Volcanism at convergent margins is one of the most visible and important manifestations of the circulation of the solid Earth, with importance both for our understanding of Earth processes, and for hazards to human beings from eruptions and seismicity. Understanding these processes requires comprehensive data sets that make use of the most important geochemical tools, collected in the context of a "natural experiment" provided by the Earth. New developments in analytical geochemistry and collaboration with Chilean volcanologists provide a unique opportunity for such a study. The Chilean "southern volcanic zone" provides an experiment to see how the continental crust influences volcanic behavior and products. The thickness and age of the crust change progressively from south to north, permitting two competing hypotheses to be rigorously evaluated. The first hypothesis proposes that changes in volcanism result from the influence of the crust on melting processes in the mantle below, and that erupted melts can be interpreted in terms of the processes that take place at depth to create convergent margin volcanoes. The second argues that the crust modifies magmas beyond recognition, so that their compositions reflect shallow crustal processes rather than deeper mantle processes. A comprehensive study of volcanoes along the gradient provided by southern Chile will permit a detailed test of these hypotheses, and a new understanding of what controls convergent magma compositions.

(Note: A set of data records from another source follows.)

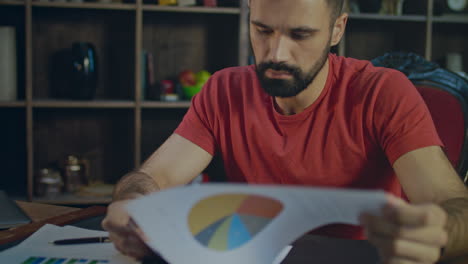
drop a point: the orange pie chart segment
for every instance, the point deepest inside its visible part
(228, 221)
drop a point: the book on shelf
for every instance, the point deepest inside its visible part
(8, 67)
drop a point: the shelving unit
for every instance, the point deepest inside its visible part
(120, 128)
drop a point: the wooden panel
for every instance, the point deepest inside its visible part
(111, 32)
(82, 104)
(450, 38)
(193, 9)
(366, 40)
(190, 41)
(112, 6)
(39, 212)
(157, 126)
(13, 16)
(104, 137)
(13, 151)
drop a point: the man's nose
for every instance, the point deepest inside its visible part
(279, 49)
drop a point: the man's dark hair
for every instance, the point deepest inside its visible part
(336, 7)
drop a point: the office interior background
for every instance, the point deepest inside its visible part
(89, 89)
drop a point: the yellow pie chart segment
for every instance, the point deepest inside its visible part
(227, 221)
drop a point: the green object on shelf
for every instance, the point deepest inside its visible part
(190, 91)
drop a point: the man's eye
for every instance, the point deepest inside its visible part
(264, 31)
(299, 36)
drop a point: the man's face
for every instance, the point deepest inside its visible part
(291, 41)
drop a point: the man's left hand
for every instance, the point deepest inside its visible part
(407, 234)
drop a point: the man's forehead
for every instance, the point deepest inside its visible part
(289, 13)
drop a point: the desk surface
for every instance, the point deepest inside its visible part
(38, 212)
(308, 249)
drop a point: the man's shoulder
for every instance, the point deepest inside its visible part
(361, 76)
(361, 70)
(233, 81)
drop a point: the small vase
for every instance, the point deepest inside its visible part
(84, 77)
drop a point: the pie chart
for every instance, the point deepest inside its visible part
(227, 221)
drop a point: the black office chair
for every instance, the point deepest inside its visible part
(446, 95)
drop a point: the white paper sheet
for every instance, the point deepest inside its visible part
(175, 230)
(38, 245)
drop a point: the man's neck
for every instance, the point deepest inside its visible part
(296, 104)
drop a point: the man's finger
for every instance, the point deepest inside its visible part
(432, 235)
(400, 261)
(400, 248)
(132, 225)
(403, 213)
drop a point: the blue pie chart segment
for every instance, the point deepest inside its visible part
(238, 233)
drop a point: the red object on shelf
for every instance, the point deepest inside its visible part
(168, 87)
(211, 3)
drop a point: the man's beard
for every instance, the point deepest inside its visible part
(288, 88)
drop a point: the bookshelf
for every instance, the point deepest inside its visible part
(119, 128)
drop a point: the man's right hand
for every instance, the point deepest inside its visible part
(123, 232)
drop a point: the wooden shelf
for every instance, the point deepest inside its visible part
(463, 19)
(86, 5)
(159, 104)
(82, 104)
(12, 104)
(194, 9)
(11, 3)
(407, 18)
(71, 199)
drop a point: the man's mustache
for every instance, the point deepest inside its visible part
(278, 67)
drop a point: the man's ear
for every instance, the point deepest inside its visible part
(339, 28)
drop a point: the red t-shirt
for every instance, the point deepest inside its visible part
(365, 118)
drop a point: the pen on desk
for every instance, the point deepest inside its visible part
(84, 240)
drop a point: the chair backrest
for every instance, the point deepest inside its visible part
(446, 95)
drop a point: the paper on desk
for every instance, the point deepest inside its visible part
(37, 245)
(236, 223)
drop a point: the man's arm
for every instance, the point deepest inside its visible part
(436, 218)
(175, 163)
(427, 176)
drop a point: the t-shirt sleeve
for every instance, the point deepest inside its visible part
(197, 124)
(402, 120)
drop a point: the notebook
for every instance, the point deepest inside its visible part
(10, 214)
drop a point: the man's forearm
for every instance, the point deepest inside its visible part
(457, 227)
(134, 184)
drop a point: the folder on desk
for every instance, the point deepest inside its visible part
(10, 213)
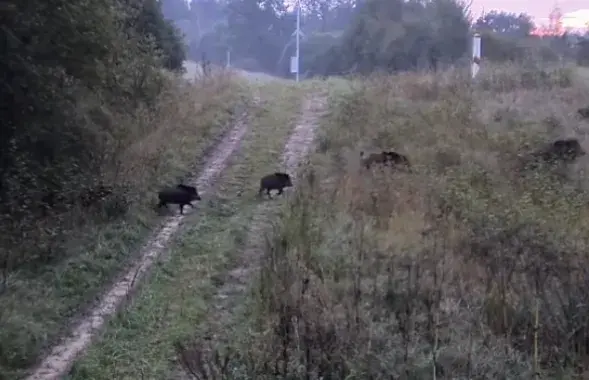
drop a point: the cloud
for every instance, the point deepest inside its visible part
(576, 19)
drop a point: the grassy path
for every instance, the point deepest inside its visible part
(138, 343)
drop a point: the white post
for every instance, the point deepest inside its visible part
(298, 31)
(476, 54)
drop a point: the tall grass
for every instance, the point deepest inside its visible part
(54, 265)
(469, 267)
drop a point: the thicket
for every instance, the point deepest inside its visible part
(74, 73)
(467, 267)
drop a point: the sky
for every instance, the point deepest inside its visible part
(574, 11)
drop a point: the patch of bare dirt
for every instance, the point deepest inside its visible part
(60, 359)
(295, 150)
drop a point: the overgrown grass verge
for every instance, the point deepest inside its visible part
(465, 268)
(174, 138)
(140, 340)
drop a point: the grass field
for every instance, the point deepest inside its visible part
(467, 267)
(38, 302)
(140, 340)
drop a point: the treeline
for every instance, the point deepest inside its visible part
(353, 35)
(74, 74)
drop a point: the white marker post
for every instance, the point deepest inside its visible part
(294, 61)
(476, 54)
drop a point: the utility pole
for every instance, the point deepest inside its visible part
(295, 60)
(298, 32)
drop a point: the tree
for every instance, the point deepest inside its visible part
(70, 70)
(402, 35)
(509, 24)
(149, 20)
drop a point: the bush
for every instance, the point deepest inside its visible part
(460, 269)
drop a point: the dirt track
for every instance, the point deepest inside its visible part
(60, 359)
(295, 150)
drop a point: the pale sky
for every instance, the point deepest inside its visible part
(538, 9)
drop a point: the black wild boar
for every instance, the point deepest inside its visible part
(567, 150)
(189, 189)
(583, 112)
(181, 195)
(396, 159)
(277, 181)
(384, 158)
(372, 158)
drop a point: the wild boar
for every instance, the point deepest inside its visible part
(277, 181)
(179, 195)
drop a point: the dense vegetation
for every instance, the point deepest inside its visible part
(340, 36)
(86, 96)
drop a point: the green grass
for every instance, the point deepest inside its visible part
(138, 342)
(38, 304)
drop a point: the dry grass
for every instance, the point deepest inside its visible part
(157, 146)
(179, 298)
(464, 268)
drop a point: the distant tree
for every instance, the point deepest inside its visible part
(583, 52)
(150, 21)
(397, 35)
(505, 23)
(175, 10)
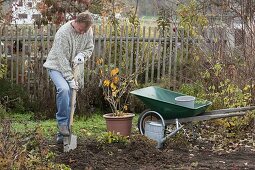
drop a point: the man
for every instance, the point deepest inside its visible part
(73, 43)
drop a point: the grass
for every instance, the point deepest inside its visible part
(92, 126)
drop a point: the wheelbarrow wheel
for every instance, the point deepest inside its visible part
(148, 115)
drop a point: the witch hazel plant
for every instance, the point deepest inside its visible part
(116, 87)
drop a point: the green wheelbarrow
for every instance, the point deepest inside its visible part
(164, 109)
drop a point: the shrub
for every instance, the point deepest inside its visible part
(13, 97)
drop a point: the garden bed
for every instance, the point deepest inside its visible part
(178, 153)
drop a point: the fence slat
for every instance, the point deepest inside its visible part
(159, 56)
(110, 49)
(132, 50)
(181, 55)
(120, 52)
(137, 51)
(29, 64)
(147, 58)
(175, 58)
(164, 55)
(127, 58)
(12, 57)
(153, 54)
(23, 56)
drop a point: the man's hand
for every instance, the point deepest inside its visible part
(73, 84)
(79, 58)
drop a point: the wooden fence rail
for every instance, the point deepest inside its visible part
(25, 50)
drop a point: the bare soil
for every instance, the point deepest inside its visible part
(179, 152)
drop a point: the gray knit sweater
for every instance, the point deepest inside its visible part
(67, 44)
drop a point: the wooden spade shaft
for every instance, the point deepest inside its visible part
(73, 98)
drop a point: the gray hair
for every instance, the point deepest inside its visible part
(84, 17)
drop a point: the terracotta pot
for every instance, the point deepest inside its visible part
(119, 124)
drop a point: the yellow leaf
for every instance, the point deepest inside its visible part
(114, 72)
(106, 83)
(114, 94)
(115, 79)
(113, 87)
(99, 61)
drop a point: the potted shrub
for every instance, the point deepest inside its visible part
(116, 87)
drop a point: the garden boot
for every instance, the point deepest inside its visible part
(60, 138)
(64, 130)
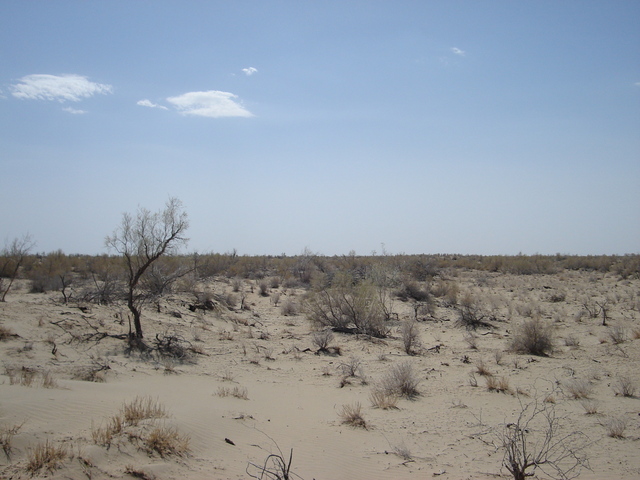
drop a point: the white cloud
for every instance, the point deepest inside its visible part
(57, 87)
(213, 104)
(74, 111)
(150, 104)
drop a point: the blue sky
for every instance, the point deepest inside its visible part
(489, 127)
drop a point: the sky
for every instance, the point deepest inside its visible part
(472, 127)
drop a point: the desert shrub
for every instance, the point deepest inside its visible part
(533, 337)
(401, 380)
(536, 440)
(617, 334)
(322, 339)
(615, 427)
(410, 337)
(142, 408)
(352, 415)
(500, 385)
(577, 389)
(471, 316)
(45, 456)
(382, 399)
(625, 387)
(289, 308)
(166, 441)
(590, 406)
(348, 308)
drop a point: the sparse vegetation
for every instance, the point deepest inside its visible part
(534, 337)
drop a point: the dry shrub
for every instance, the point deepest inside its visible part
(236, 392)
(410, 337)
(625, 387)
(142, 408)
(322, 339)
(289, 308)
(6, 333)
(45, 456)
(167, 441)
(534, 337)
(351, 415)
(590, 406)
(617, 334)
(401, 381)
(6, 438)
(578, 389)
(384, 400)
(500, 385)
(615, 427)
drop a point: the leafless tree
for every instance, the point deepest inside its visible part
(141, 240)
(536, 439)
(11, 259)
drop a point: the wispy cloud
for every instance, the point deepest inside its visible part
(74, 111)
(213, 103)
(150, 104)
(57, 87)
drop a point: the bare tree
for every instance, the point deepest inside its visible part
(141, 241)
(536, 440)
(11, 259)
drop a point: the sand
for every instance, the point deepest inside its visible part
(294, 396)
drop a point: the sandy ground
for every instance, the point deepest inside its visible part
(452, 430)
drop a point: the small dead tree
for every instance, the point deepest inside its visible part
(141, 241)
(11, 259)
(536, 440)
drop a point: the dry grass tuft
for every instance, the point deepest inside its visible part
(237, 392)
(578, 389)
(625, 387)
(384, 400)
(166, 441)
(616, 427)
(351, 415)
(142, 408)
(401, 380)
(45, 456)
(500, 385)
(534, 337)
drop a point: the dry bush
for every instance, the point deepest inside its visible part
(167, 441)
(401, 380)
(577, 389)
(322, 339)
(142, 408)
(349, 308)
(6, 333)
(590, 406)
(289, 308)
(615, 427)
(410, 337)
(6, 438)
(571, 341)
(45, 456)
(617, 334)
(382, 399)
(500, 385)
(352, 415)
(237, 392)
(481, 369)
(537, 440)
(534, 337)
(625, 387)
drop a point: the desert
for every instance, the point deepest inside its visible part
(447, 367)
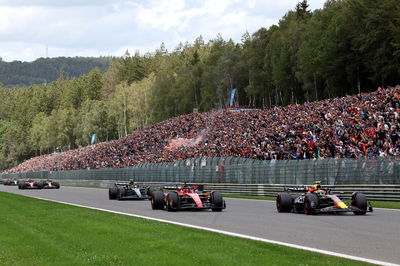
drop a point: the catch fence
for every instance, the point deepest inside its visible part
(243, 171)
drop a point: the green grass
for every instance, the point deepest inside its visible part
(37, 232)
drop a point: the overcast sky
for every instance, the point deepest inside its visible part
(107, 27)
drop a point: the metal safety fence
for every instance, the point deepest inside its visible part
(243, 171)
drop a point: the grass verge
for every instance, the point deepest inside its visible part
(37, 232)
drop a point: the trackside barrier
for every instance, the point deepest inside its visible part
(379, 177)
(373, 192)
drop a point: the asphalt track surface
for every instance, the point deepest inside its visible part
(374, 236)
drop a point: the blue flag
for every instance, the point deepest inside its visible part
(232, 97)
(93, 139)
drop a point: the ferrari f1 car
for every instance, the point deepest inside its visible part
(10, 182)
(317, 200)
(129, 190)
(187, 196)
(49, 184)
(29, 184)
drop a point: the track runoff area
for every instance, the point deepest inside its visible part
(373, 238)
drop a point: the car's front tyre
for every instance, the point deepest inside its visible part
(284, 202)
(310, 203)
(359, 200)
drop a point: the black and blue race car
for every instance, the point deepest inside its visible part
(316, 200)
(129, 190)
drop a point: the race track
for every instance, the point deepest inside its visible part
(374, 236)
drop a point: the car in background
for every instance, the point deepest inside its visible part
(49, 184)
(316, 200)
(187, 196)
(29, 184)
(10, 182)
(129, 190)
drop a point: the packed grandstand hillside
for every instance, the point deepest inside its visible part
(364, 125)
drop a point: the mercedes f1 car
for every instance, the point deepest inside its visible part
(316, 200)
(187, 196)
(49, 184)
(29, 184)
(129, 190)
(10, 182)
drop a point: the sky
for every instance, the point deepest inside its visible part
(30, 29)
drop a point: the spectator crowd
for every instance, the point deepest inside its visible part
(363, 125)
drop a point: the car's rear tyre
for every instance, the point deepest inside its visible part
(121, 193)
(112, 193)
(359, 200)
(157, 200)
(217, 201)
(284, 202)
(150, 191)
(172, 201)
(310, 203)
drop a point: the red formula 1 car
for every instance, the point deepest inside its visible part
(29, 184)
(315, 200)
(187, 196)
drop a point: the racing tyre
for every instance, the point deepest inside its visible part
(217, 201)
(157, 200)
(172, 201)
(359, 200)
(310, 203)
(121, 193)
(112, 193)
(284, 202)
(150, 191)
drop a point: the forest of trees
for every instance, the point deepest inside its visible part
(347, 47)
(44, 70)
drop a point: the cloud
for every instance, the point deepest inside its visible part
(103, 27)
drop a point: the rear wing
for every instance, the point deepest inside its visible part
(190, 186)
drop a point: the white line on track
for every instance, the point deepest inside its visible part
(326, 252)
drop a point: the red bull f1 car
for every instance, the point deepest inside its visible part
(129, 190)
(316, 200)
(29, 184)
(187, 196)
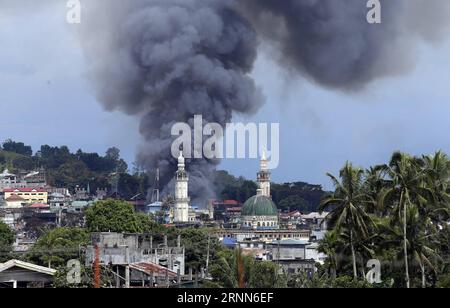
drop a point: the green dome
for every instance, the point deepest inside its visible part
(259, 206)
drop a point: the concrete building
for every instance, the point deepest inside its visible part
(122, 249)
(19, 274)
(8, 180)
(15, 202)
(291, 255)
(30, 195)
(182, 200)
(259, 212)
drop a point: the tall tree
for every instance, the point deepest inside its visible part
(347, 205)
(405, 189)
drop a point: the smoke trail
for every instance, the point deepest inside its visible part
(167, 61)
(332, 43)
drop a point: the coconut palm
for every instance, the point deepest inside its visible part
(329, 246)
(347, 206)
(437, 171)
(405, 188)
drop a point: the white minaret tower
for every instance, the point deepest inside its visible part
(181, 211)
(264, 177)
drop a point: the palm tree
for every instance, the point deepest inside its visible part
(348, 203)
(375, 182)
(329, 246)
(437, 171)
(405, 188)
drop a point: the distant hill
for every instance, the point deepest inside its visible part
(71, 169)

The tools that will be used to solve this problem include the necessary field work and geological understanding provided by Chilean colleagues, standard tools of major elements, trace elements, and long-lived radiogenic isotopes. The new perspectives come from the combination of this classical approach with oxygen isotopes, U-series studies, and the cosmogenic nuclide 10Be. Oxygen isotopes are particularly sensitive to crustal contamination; U-series and 10Be reflect mantle processes. Seeing how these tracers co-vary will constrain the crust and mantle contributions.
This work will answer fundamental questions about solid Earth circulation that relate to our overall understanding to the plate tectonic cycle. It also integrates efforts of US, Swiss, French and Chilean investigators. Some of the volcanoes have had important historical eruptive activity, and this work will be useful to future hazard evaluation. Undergraduates, graduate students and post-docs are all receiving training in volcanology, the logistics of managing field expeditions, and advanced tools of chemical analysis.